2011

I wonder if you are the clockmaker: 24 October 2011

I need this journal. I need my own words breathless and sparked and nonsensical and hurtful and published and worrisome and anxious and the death urges. My anemic emotional handwriting that may not be my own, alone. No right, no wrong, too much caffeine and not enough water. Notebooks, lyrics, flimsy paper, fighting, commas, cafés, languages erupting from our tongues, we use our mouths. You are eclectic in your sweater and knits and patterns and dirt. You are dirty you are my everything I do not love you I cannot love anything.

The weeks flying by, on your wings, your time, your clockwork. I wonder if you are the clockmaker. I remember certain vibes, an atmosphere made of dark silk, menacing mind waves and ugly paintings and things I want to say. Emphasis on expressionism, that’s all it may be, it may be a mix of things that only add up to the color brown. Beige confusion, milky coffee, spontaneous chance music happenings, words I’ll never say.

Intoxication, bubbling happiness released from neurons, endorphins, a bottle of happiness with a message from the sand, the seaweed. Notes of importance, plans, thoughts, ideal worlds of shittiness, popularity, the girls of yesterday, my dreams in fleeting underwater images, your bottled message floating away unread, my catharsis somehow wrong if anything could be wrong.

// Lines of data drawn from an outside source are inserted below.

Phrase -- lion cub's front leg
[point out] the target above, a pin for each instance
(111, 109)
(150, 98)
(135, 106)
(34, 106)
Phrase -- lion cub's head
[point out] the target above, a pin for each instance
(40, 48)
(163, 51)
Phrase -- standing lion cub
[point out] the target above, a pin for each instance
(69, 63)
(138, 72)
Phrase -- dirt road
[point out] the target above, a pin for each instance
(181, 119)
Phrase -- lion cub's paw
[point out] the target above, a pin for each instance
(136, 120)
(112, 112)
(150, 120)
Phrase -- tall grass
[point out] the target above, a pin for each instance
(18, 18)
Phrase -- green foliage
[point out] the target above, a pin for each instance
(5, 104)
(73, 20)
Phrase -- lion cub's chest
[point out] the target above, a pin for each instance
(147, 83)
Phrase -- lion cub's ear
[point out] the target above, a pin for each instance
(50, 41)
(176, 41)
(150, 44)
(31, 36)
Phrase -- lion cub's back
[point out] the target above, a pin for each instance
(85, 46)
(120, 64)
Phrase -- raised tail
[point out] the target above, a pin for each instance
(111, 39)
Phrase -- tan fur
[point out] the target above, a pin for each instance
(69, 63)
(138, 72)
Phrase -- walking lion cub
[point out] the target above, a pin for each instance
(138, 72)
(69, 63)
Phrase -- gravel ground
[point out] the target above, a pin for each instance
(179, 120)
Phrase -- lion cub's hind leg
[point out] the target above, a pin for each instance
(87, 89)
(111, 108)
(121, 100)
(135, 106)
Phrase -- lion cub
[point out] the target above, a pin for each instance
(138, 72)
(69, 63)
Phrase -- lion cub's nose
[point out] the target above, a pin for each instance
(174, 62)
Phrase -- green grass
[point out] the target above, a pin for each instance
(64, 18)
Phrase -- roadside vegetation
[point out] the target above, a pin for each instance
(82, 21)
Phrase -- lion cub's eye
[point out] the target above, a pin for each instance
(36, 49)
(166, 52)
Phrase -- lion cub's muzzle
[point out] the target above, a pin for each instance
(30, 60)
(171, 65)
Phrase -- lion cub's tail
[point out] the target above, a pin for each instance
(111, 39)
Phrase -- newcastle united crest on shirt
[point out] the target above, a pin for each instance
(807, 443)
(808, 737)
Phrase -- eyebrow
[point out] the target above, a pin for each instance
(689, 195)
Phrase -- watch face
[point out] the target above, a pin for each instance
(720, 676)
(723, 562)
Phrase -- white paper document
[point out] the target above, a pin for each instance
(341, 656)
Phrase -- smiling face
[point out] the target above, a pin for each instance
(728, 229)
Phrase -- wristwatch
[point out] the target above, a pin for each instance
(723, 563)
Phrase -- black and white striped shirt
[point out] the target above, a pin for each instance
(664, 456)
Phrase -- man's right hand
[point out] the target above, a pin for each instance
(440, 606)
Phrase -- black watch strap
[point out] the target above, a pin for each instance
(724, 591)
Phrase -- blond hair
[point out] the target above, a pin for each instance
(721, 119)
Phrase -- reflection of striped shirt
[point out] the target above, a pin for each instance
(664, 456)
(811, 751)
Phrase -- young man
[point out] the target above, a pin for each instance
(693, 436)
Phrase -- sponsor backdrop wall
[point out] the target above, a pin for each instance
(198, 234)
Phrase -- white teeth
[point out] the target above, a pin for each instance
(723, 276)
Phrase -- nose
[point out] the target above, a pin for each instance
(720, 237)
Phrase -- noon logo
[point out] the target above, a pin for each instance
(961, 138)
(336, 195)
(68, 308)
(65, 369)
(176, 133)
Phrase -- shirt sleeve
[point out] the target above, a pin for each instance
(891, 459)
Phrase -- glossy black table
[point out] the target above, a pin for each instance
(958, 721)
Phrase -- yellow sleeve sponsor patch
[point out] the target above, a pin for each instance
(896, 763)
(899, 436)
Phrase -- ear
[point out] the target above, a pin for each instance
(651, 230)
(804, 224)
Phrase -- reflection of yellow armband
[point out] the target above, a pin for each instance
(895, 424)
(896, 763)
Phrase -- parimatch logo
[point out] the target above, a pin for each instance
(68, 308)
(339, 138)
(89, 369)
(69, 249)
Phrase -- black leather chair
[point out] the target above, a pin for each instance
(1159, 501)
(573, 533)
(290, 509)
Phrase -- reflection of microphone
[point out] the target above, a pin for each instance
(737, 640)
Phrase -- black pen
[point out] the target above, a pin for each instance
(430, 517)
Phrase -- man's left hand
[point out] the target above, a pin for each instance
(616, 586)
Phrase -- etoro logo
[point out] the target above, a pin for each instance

My bad choices leading to dulled pencils and no sharpener. On and on, and on forever, and we’ll still never interpret correctly. It’s not beautiful, it’s probably meaningless sadness mixed with longing and regret and distrustfulness and made up words and no words, just fragments of lost pictures, of too much ice cream and far too few moments in this life. Of dissatisfaction and the tone of your voice.